Ce sésame qu’était le CEPE (Ndlr: Certificat d’Études Primaires Élémentaires) pouvait suffire pour donner une place au soleil dans la vie professionnelle et dans la vie tout court, tant les épreuves étaient corsées et seuls les titans pouvaient y réussir. Selon certaines indiscrétions et même des nostalgiques de cette époque, les certifiés d’après les années de l’indépendance jusqu’avant 1990 auraient le niveau d’un breveté actuel.

Quoiqu’il puisse exister aujourd’hui encore dans ce pays des fonctions où le diplôme de CEPE est requis, il va sans dire que la probabilité pour qu’un certifié de notre époque réussisse est quasi nulle; d’autant plus que les impétrants à ces concours sont des brevetés et même des bacheliers reconvertis.

Notre monde a évolué et nous sommes tenus d’évoluer avec. Sans toutefois vouloir enlever la joie à nos enfants qui se réjouissent à la proclamation des résultats lorsqu’ils sont admis à cet examen et aussi la joie de préserver dans les archives ce diplôme qu’on pourrait montrer à notre progéniture à l’avenir, comme quoi nous aussi avions fait les bancs; il serait de notre humble avis de faire l’économie de cet examen.

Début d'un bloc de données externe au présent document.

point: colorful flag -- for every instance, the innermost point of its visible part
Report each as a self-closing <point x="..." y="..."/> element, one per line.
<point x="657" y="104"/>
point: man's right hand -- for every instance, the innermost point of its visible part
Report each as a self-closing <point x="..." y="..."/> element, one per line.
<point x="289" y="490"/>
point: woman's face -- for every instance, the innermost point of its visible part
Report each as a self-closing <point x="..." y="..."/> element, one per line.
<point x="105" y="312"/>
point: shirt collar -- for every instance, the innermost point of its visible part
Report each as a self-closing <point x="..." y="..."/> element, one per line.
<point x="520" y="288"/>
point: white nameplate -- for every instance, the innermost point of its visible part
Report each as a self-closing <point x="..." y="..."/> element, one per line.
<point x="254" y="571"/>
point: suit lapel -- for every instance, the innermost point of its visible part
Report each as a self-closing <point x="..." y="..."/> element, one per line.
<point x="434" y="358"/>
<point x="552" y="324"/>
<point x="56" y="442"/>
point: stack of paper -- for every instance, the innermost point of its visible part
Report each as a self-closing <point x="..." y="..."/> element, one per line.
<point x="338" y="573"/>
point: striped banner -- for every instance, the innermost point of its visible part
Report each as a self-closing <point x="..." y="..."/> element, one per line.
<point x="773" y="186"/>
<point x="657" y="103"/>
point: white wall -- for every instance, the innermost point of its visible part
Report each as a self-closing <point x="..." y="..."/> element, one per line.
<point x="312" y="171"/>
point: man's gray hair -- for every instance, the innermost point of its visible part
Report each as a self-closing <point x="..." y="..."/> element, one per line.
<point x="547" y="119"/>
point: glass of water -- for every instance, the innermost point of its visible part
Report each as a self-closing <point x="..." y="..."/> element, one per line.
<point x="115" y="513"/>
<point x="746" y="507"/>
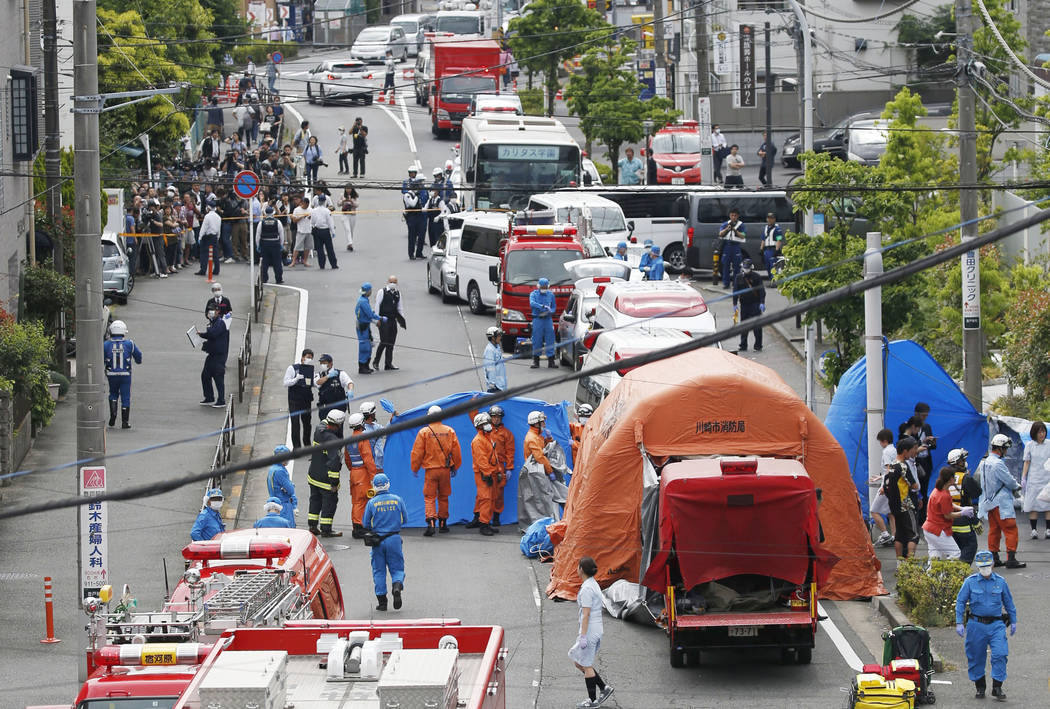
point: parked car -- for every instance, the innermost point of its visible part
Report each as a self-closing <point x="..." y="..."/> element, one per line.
<point x="441" y="275"/>
<point x="373" y="43"/>
<point x="341" y="80"/>
<point x="118" y="278"/>
<point x="414" y="27"/>
<point x="665" y="304"/>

Aujourd’hui, la moyenne TGP (Ndlr: Totale Générale Pondérée) qui consacre l’admission définitive de l’enfant en Sixième est bien un cumul des notes de l’examen à 60%, et des contrôles continus au cours de l’année scolaire à 40%. Et, comme à ses habitudes, l’État se plaint des caisses qui sont vides et de la cherté de l’éducation, il serait judicieux de prendre le deuil de cet exercice.

On aurait tous voulu que cet examen constitue encore une sorte de tamis afin que les plus méritants puissent se voir ouvrir les portes de l’enseignement secondaire. Hélas, Dieu seul sait si la plupart des enfants qu’on bombarde en Sixième avec ces 85 points sont à même d’écrire correctement leurs noms, à plus forte raison les devoirs qu’on leur donne. Si tout le monde peut aller au collège simplement à partir des évaluations et autres exercices que les vaillants instituteurs se tuent à donner à nos enfants pendant l’année scolaire; pour une question de logique, de rationalité et de budget, nous pouvons dire au revoir à l’examen de l’entrée en Sixième.